Just four months before the next Scottish Parliament election, Richard Leonard has quit as Scottish Labour leader.
The Central Scotland MSP announced the move on Thursday afternoon, saying he had made his decision to step down over the Christmas period.
– Does Richard Leonard’s resignation come as a surprise?
Not really. The Scottish Labour leader has been under pressure over his failure to grow support for the party – which is now the third force in Scottish politics, having previously dominated north of the border.
Under Leonard’s leadership the party came fifth in the 2019 European elections, losing the two Scottish MEPs it had. And in the 2019 general election the party lost six of the seven MPs it previously had north of the border.
Dissatisfied with the party’s failure to make progress, in September 2020 MSPs Daniel Johnson, James Kelly and Jenny Marra all publicly urged him to step down.
– So why now?
Leonard said he had used Holyrood’s Christmas recess to think “long and hard” about his position, concluding that the “speculation” about his leadership had now “become a distraction”.
– What happens next?
Scottish Labour will have to find a new leader – who will be the fifth person to take on the job since the Scottish independence referendum in September 2014.
The last Scottish Labour leadership contest in 2017 – in which Leonard defeated fellow MSP Anas Sarwar to secure the job – took two-and-a-half months, which would give the party time to get a new leader in place for the next Holyrood elections in May.
– So who could succeed him?
Sarwar, who stood unsuccessfully for the position in 2017, could fancy another shot at it. Other possible candidates for the job include Jackie Baillie, the current Scottish Labour deputy leader and Monica Lennon, who boosted her profile after pushing legislation through Holyrood which will make Scotland the first country in the world to make sanitary products available free to those who need them.
– What problems will the new leader face though?

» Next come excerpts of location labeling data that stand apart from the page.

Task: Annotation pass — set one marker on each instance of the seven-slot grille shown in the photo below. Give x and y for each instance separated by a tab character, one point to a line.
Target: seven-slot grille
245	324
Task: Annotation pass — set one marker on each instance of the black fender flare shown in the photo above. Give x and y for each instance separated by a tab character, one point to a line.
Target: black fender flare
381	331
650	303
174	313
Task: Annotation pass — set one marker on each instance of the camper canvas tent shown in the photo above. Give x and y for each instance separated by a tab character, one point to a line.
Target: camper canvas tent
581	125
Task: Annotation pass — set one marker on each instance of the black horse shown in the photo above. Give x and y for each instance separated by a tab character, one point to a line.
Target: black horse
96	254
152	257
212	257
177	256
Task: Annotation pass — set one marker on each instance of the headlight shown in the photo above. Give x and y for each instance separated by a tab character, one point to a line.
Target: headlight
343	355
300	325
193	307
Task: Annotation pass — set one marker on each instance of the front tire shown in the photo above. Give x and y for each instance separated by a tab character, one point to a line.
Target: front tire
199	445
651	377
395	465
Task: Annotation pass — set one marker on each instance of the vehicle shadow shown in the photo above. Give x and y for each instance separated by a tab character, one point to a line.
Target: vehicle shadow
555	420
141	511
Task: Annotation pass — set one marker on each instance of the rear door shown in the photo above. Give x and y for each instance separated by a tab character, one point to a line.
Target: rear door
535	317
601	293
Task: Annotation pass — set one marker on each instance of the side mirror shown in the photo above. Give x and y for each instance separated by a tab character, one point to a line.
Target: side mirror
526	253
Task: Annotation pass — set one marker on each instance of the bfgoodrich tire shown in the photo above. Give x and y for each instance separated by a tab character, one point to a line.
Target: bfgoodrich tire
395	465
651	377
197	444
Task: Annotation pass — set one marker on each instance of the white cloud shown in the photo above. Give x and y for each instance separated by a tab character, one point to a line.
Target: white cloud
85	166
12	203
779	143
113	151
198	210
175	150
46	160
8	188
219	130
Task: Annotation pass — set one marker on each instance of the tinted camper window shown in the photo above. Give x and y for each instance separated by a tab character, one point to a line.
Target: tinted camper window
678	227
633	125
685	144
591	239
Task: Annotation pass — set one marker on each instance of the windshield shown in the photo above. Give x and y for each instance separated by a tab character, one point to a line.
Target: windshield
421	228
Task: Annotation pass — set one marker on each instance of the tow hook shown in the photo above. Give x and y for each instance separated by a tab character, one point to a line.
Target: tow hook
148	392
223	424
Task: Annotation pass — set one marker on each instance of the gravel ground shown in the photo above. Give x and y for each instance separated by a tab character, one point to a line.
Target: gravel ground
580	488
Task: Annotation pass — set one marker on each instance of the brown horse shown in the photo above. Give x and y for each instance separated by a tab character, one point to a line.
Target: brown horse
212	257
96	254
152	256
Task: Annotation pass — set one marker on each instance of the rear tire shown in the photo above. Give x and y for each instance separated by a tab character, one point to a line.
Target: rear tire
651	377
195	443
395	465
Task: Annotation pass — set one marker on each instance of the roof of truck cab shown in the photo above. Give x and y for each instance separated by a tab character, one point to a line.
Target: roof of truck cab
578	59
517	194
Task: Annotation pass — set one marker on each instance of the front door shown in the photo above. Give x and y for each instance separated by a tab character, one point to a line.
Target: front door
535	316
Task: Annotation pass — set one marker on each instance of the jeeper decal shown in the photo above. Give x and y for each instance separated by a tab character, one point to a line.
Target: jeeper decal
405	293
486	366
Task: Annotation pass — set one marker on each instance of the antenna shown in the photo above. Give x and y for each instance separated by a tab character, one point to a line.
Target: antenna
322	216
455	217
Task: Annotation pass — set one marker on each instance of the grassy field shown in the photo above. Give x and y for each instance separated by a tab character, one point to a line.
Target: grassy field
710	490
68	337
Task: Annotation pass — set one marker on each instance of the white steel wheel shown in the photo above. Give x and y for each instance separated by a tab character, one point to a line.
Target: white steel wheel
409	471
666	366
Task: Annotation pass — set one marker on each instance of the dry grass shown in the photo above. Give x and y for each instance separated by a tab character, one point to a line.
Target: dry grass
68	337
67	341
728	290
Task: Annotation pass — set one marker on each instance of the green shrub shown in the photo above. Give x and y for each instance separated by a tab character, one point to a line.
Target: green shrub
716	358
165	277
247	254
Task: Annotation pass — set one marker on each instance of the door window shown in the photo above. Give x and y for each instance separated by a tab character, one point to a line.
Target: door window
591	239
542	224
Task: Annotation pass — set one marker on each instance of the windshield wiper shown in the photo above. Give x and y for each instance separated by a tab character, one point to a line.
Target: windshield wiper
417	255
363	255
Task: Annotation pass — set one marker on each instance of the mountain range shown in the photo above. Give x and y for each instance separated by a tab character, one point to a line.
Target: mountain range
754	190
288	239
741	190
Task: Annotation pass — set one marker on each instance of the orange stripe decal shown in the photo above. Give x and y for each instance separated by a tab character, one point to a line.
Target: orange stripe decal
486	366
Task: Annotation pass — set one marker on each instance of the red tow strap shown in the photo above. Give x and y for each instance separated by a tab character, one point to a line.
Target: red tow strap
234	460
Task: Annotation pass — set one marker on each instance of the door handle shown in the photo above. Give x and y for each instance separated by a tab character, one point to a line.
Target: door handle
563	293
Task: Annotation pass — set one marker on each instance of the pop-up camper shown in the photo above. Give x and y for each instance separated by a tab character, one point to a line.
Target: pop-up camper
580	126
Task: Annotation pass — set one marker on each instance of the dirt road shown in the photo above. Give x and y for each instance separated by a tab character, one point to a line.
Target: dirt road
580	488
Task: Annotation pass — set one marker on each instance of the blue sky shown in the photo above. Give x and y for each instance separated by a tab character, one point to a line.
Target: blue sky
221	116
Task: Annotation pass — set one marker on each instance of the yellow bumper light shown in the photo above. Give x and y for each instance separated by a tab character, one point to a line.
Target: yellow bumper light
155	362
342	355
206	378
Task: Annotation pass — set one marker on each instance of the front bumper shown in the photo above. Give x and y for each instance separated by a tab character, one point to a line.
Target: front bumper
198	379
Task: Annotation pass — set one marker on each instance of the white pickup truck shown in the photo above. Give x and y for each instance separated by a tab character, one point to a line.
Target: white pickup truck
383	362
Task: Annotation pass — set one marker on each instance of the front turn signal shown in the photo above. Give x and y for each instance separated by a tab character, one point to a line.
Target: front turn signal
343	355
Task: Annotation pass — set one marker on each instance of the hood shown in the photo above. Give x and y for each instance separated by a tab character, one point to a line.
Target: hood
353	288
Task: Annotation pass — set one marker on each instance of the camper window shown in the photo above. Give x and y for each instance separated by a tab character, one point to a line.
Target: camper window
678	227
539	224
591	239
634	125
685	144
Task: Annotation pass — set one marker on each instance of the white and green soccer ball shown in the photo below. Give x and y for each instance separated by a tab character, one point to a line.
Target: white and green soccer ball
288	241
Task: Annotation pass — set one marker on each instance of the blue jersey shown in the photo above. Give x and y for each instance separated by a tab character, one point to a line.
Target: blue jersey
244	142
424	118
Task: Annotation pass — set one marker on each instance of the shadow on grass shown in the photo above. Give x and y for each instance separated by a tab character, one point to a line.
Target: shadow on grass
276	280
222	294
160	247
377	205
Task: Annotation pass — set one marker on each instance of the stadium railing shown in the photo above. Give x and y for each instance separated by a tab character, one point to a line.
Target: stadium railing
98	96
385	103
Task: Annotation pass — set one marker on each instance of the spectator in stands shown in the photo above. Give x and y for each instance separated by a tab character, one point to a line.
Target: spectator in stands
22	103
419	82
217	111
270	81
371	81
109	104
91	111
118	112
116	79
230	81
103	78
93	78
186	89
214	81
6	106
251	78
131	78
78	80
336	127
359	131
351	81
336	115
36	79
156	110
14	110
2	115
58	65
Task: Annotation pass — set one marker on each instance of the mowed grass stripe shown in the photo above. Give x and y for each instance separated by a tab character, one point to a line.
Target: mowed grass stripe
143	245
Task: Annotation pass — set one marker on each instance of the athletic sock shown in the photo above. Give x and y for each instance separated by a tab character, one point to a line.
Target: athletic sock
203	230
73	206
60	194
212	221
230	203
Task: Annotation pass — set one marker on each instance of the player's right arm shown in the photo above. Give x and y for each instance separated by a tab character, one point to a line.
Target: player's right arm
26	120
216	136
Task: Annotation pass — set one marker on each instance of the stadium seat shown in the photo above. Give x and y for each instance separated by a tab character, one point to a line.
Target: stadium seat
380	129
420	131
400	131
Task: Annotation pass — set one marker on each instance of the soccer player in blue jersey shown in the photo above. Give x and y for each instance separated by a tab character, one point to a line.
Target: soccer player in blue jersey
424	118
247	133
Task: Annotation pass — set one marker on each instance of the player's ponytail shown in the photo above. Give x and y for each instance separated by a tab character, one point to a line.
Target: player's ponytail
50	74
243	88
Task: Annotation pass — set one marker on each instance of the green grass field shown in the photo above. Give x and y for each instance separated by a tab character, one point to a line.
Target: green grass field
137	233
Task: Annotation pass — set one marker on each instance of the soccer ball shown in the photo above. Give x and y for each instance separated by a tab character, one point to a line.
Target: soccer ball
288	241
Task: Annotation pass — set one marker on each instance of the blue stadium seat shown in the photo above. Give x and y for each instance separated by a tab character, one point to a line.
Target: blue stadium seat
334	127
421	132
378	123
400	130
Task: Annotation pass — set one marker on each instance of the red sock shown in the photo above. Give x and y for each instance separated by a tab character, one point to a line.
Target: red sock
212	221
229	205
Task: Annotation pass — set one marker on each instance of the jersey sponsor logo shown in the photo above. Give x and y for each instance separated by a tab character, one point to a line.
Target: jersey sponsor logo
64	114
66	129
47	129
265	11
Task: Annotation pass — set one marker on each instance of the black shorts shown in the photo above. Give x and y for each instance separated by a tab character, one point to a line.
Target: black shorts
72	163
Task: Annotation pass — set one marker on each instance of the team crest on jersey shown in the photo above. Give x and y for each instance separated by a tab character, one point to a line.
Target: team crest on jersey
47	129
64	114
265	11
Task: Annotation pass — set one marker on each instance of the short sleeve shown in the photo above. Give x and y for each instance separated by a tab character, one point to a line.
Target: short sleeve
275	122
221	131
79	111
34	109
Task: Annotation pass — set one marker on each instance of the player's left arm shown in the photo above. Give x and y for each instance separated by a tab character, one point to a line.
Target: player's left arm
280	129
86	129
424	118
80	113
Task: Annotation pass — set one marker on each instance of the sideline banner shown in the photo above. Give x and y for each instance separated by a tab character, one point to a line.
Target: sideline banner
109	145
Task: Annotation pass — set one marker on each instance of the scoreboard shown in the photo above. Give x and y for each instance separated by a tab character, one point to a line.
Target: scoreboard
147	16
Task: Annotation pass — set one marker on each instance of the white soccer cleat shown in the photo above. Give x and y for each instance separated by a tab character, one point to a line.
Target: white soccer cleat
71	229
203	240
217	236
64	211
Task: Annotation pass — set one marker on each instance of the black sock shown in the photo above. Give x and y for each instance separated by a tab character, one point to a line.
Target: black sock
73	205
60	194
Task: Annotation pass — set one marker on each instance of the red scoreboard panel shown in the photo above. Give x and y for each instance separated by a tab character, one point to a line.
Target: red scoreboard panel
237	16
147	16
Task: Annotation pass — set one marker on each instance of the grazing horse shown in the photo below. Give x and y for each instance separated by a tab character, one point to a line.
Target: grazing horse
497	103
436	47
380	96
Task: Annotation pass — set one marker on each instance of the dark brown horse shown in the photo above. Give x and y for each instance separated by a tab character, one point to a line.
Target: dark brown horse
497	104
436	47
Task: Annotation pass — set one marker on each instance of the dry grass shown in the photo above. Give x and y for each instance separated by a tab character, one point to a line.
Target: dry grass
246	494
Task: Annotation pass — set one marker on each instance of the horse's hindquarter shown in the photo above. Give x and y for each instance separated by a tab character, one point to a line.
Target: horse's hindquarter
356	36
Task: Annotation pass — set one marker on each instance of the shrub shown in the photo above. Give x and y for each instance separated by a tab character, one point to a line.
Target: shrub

The new Scottish Labour leader will not be in for an easy start – with Holyrood elections taking place in May they will have to hit the ground running. While Labour dominated Scottish politics when the devolved parliament was first set up in 1999, the party has seen its support fall away in more recent years.
Working with the Conservatives in the Better Together campaign in the 2014 independence referendum damaged the party’s standing with some. More recently, with much of Scottish politics focused on the constitution and the issue of a second independence referendum, Labour has sometimes struggled to adopt a clear position and has had difficulty in getting its message across to voters.